The TL;DR version? Chill the fuck out girl, it’s gonna get so good, even if it’s not for the reasons you think.
We were purposeless, devoid of trust and with a pretty tenuous hold on sanity. We had lost something that will never come back. That’s going to get easier to handle, as long as you have no illusions about that.
Life isn’t one of those tourist places where someone reminds you to take all your belongings with your upon exiting the ride. You don’t have to keep everything you came with, or even the things you picked up along the way (that includes relationships) but that doesn’t make it any more or less a ride.
I see now how you’d forgotten how to enjoy yourself a bit. I don’t blame you. 40 was looming and you’d still not done the thing.

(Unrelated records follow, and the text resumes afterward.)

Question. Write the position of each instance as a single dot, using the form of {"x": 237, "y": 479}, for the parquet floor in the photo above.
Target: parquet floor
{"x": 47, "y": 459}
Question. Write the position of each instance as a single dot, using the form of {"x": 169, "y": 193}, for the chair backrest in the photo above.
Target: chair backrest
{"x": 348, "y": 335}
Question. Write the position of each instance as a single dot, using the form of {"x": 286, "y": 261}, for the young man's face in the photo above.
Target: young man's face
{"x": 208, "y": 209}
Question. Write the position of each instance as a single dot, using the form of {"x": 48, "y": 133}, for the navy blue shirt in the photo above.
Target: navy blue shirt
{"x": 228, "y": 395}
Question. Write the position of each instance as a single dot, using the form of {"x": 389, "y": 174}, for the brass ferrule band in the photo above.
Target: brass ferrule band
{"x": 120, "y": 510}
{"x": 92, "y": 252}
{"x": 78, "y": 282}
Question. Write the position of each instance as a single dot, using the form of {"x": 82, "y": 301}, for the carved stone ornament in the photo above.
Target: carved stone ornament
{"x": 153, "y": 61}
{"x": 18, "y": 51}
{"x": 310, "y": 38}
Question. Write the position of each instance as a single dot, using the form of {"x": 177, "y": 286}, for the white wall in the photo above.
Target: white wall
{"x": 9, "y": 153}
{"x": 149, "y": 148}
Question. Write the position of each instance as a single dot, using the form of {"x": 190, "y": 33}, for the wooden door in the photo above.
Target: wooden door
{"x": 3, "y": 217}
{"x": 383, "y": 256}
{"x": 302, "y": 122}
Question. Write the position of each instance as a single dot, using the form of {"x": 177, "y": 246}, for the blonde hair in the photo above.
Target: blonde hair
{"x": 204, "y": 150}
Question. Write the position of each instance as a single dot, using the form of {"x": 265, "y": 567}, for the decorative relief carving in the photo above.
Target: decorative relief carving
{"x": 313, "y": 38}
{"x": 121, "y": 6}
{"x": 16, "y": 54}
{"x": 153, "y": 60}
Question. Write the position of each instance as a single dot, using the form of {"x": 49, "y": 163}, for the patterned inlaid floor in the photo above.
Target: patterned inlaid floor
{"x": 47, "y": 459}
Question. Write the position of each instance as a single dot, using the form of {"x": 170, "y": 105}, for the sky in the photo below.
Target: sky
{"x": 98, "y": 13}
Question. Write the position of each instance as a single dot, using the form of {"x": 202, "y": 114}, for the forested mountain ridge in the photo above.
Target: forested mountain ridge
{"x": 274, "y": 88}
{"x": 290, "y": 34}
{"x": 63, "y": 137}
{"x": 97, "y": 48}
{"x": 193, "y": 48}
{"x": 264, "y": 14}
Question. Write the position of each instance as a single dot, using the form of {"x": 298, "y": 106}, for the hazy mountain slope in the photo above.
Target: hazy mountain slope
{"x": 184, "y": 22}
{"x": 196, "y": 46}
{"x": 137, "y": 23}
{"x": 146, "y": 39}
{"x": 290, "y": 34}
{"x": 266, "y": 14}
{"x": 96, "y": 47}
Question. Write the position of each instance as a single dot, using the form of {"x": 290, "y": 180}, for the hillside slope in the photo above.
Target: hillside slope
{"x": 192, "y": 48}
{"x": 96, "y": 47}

I’m sure by your reckoning I’ve still not done the thing, but honey, chill the fuck out. You’re still so locked into the very prevalent reality of when I have… then I will… Even when you think it’s not so? It’s so.
I’m not going to say anything to deter you from going to school though it will result in some trauma and you will not end up as a mechanic making large cash and surfing every year. It will result in a sense of accomplishment that comes from finishing something. I doesn’t sound huge, but it is. That eye on the prize mantra you’re going to inhale and exhale all day long to get through the bullshit is totally appropriate, but don’t get hung up on what you think the prize is.
And you know it already, but once you leave Powell River, you won’t be going back any time soon. A sanctuary at the end of the road is just a fancy way of describing a place to hide.
You’ve not learned to push yourself yet, and sometimes what feels like going backward is a actually forward movement. Ymir is the most home you’ve ever known and the girl going back there is not the one who left. You’ve proved you’re not an alcoholic and you’ll continue to discover how little your creativity is dependent on outside influences. It’s here. It’s always been. It doesn’t matter the geography, the view, the chair (though we need a better chair), the prompt, too much time, too little. Staying frustrated because of a perceived lack of ability is pointless.
I’m going to publish a book soon. I applied for a grant, which might seem arrogant since I’ve not written the book yet, but sometimes a kick in the pants and accountability is what’s needed. I know you’ll consider a published book to be the thing, the arrival point, but it’s just part of the ride.
I know how unpalatable it is for you to say it out loud, but I’m a writer. I take full responsibility for everything that goes with admitting that. You’re not ready to. That’s okay. I am.